When students are done with their individual classifying and own reasoning, I have them share at their table, and then we discuss the ones they disagreed about as a whole class.

Students struggle with classifying rubber band ("it's not hard"), baby powder and dust ("it's small grains") as solids.  Students are conflicted on how to classify melting wax, either including it because it is both solid and liquid or excluding it for the same reasoning.

If a student doesn't bring up the work from the previous day, I ask them to look at it.  I ask what we know about the molecules in a solid compared to a liquid and gas.  Students will respond that "They are packed together" or "They are barely moving" and then I ask how that affects what we can observe about solids.  Students will respond "They hold their shapes" or "they don't move around," which we re-direct into flowing.

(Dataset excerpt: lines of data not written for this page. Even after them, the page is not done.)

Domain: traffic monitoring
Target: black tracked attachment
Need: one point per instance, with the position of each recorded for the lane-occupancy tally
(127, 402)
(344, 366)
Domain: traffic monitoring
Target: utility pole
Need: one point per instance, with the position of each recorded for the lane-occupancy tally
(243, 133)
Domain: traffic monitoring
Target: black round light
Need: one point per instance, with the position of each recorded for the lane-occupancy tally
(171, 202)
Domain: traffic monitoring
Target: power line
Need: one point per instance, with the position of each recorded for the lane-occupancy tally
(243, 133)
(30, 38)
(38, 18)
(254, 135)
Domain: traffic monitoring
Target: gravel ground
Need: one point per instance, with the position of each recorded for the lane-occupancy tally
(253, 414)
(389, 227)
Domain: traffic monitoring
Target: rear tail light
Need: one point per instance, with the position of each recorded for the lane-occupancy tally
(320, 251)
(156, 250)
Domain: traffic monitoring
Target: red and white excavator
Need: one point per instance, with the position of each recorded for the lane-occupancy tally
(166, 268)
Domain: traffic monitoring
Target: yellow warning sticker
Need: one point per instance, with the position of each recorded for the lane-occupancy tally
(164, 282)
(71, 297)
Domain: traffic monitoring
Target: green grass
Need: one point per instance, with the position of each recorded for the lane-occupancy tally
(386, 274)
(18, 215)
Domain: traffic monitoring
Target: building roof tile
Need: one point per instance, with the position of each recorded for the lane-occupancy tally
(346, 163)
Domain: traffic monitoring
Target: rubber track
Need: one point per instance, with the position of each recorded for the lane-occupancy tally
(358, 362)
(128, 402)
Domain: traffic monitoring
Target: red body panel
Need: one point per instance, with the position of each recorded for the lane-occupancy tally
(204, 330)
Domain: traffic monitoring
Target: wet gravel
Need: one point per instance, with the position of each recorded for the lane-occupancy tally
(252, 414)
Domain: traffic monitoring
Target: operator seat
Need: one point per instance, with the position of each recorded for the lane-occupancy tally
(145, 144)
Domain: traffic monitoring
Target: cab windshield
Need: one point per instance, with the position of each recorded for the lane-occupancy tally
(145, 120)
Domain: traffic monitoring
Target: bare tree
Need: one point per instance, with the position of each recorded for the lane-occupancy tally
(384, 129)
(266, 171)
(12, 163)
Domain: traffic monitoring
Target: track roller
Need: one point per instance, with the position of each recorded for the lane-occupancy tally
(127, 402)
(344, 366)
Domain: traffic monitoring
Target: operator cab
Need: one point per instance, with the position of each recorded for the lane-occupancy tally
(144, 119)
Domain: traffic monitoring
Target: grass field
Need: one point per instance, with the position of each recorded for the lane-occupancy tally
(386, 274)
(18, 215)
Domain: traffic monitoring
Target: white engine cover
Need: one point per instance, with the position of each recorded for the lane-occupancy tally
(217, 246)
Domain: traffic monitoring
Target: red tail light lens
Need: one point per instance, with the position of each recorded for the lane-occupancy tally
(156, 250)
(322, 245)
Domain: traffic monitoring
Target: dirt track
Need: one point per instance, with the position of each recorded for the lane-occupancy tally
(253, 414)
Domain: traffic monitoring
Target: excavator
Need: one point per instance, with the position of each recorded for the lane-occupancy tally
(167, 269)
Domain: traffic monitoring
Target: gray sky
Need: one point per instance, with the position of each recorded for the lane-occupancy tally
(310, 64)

I then inform them that today we will be focused on the transitions between solids, liquids, and gases.  I ask them to go back and log into the computers with a partner while I pass out the activity sheet.

Computer Simulation

25 minutes

As students transition onto the computers, I pass out their Exploration Sheet, which is slightly modified from the ExploreLearning site.  For the reasoning behind my modifications, please see my reflection.  I remind students that a link is available on my SchoolFusion page, or they can go to ExploreLearning.com and log in and search for the Gizmo.

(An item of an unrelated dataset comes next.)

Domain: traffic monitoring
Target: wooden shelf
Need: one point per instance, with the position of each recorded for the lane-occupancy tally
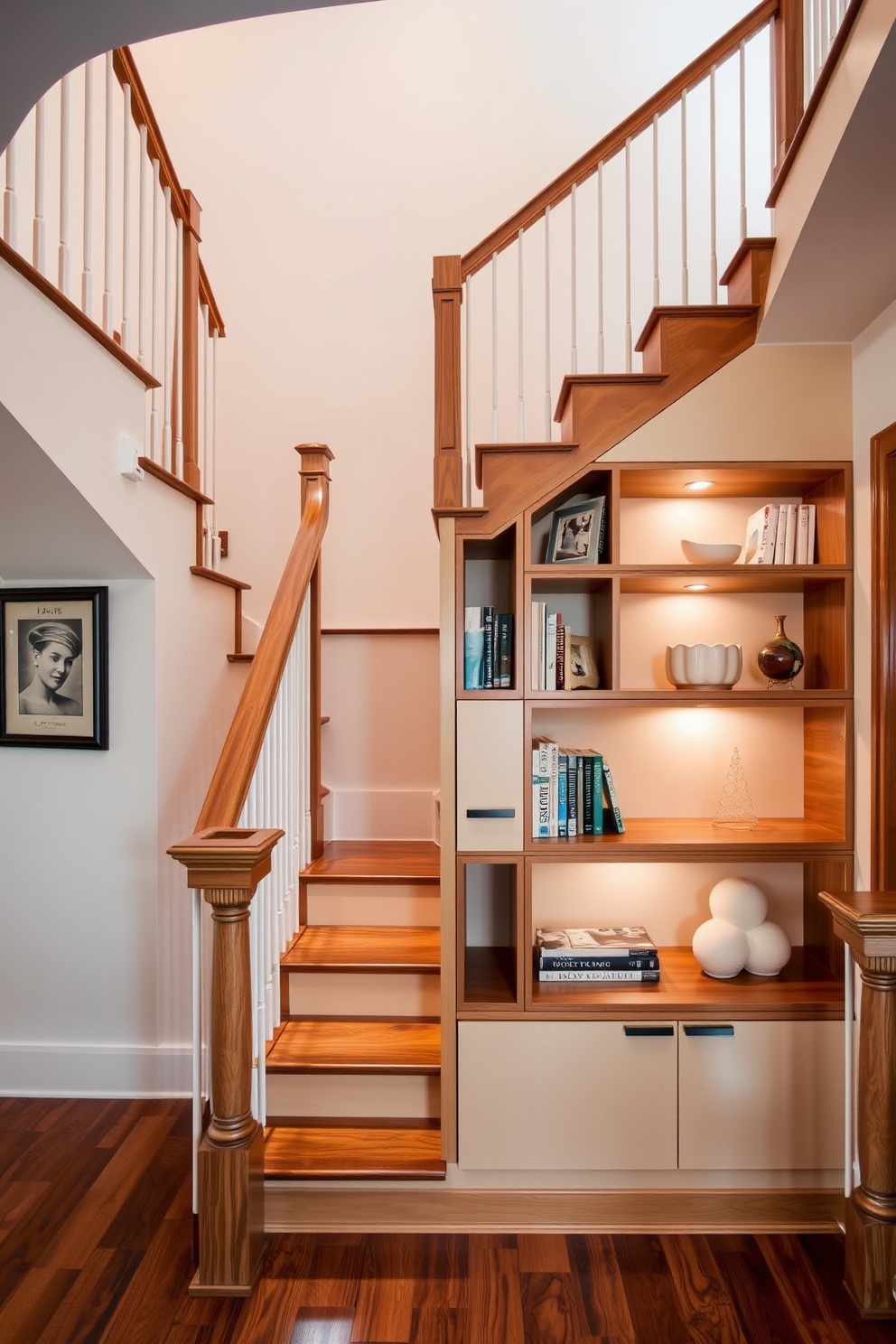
(664, 836)
(804, 989)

While the computer is logging in, I remind students they can complete Section 1: Comparing Phase Changes from what they had done the previous day.

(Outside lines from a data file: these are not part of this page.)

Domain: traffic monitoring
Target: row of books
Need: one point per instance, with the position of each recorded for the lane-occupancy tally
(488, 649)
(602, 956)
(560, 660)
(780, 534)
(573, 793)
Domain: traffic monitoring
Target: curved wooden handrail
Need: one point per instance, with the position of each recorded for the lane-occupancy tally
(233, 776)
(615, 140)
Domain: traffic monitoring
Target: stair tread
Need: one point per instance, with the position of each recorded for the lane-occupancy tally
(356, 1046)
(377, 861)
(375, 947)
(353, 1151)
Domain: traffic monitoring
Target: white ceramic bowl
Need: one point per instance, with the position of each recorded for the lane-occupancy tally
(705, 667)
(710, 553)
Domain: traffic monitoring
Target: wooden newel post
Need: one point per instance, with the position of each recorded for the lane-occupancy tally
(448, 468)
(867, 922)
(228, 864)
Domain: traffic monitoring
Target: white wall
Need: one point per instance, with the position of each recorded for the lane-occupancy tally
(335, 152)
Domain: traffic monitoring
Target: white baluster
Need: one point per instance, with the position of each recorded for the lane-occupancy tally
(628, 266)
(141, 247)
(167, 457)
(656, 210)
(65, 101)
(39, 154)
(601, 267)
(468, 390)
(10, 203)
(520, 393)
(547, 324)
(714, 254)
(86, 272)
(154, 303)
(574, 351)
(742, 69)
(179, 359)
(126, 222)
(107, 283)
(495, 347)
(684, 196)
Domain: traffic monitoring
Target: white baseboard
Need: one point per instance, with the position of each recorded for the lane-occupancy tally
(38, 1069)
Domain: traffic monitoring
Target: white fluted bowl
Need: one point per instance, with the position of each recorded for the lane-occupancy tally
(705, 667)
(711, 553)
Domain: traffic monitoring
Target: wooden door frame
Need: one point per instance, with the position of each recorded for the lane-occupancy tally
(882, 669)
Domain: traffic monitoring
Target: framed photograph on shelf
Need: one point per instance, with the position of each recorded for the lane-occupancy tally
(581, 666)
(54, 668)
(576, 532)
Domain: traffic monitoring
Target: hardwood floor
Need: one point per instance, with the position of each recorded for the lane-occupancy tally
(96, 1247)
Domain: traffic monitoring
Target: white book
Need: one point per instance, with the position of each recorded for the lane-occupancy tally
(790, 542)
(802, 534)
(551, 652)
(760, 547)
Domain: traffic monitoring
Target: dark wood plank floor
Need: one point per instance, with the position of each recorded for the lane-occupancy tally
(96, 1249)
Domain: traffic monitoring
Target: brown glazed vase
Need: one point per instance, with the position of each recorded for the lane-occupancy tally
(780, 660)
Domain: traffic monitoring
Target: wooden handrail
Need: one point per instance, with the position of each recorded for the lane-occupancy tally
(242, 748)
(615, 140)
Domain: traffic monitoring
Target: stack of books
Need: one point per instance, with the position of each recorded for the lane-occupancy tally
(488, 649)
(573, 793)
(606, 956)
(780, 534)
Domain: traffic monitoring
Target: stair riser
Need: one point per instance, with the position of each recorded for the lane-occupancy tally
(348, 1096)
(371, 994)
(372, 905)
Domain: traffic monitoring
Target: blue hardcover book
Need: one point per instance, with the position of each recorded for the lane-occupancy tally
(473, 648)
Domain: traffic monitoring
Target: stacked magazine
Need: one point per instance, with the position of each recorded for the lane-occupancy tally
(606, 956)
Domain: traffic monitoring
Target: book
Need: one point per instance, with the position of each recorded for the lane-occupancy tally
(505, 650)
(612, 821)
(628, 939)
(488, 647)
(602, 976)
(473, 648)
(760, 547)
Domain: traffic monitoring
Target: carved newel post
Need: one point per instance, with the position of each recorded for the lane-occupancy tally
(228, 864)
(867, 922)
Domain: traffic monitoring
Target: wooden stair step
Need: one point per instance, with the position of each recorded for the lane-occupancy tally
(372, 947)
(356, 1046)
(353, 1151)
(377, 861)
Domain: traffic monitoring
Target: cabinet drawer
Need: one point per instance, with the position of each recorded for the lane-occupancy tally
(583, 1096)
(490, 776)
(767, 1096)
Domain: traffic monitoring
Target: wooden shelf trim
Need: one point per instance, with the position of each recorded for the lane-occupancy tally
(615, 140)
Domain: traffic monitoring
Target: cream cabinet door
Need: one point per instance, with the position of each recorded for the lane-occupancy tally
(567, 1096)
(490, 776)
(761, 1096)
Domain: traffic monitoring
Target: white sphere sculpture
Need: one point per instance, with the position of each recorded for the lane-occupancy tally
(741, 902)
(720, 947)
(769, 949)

As students progress, I am circulating the room to answer questions and help keep them on task.  I quiz the students about what they are seeing, as many students don't identify the block in Activity A as ice, so I make sure they recognize it as they move on.

Activity A is concerned with how temperature and molecular motion changes at the melting point of water.  Students can observe that while the temperature is not changing, the molecules go from the slow-moving, connected solid state into the liquid state with increased motion.

Activity B where students model the effect of temperature on the freezing of water is a direct analog to the lab we will be doing in two days with Vernier probe ware.  Students may repeat this section, as they are surprised the temperature levels out while the ice is melting.

In Activity C, students will observe the behavior of the water particles as they heat and boil the water.  After doing parts A and B, they are no longer surprised at the temperature plateau, but may not realize that you can continue to heat steam.

Finally, in part D, students directly observe how temperature correlates with the speed of the water molecules.  They finish this section with explaining the direct relationship between temperature and molecular speed.

As students finish, or when there is 5 minutes left in the period, I ask all the students to log out and return to their tables at the front of the room.


4 minutes

When students return to the front of the room, we don't have much time left.  However, I want to cement the last piece of the activity in their head.  I ask them "Which state of matter for water has the fastest moving particles?" and call on a student with a raised hand.  Two possible responses occur:

  • The gas
  • The hottest

If I get the latter response, I follow up with "Which state is hottest?"

Now that we've identified it as a gas, I ask "How do we know steam has the fastest moving particles?"

Students will respond with either:

We can measure the temperature, and it was hottest


Particles in a gas always move faster than in the liquid or solid phase

I remind students to turn in their paper as they leave.  This is a particularly well done student example.  The student is detailed throughout, and precise in what they observe and why they believe it is happening.

At this point in the semester, the students have acclimated to using the simulations in lieu of notes.  Coupled with the PhET sim the previous day, students did very well on their explorations.  The quiz two days later showed strong understanding of the differences in motion between the particles in a solid, liquid and gas of the same substance.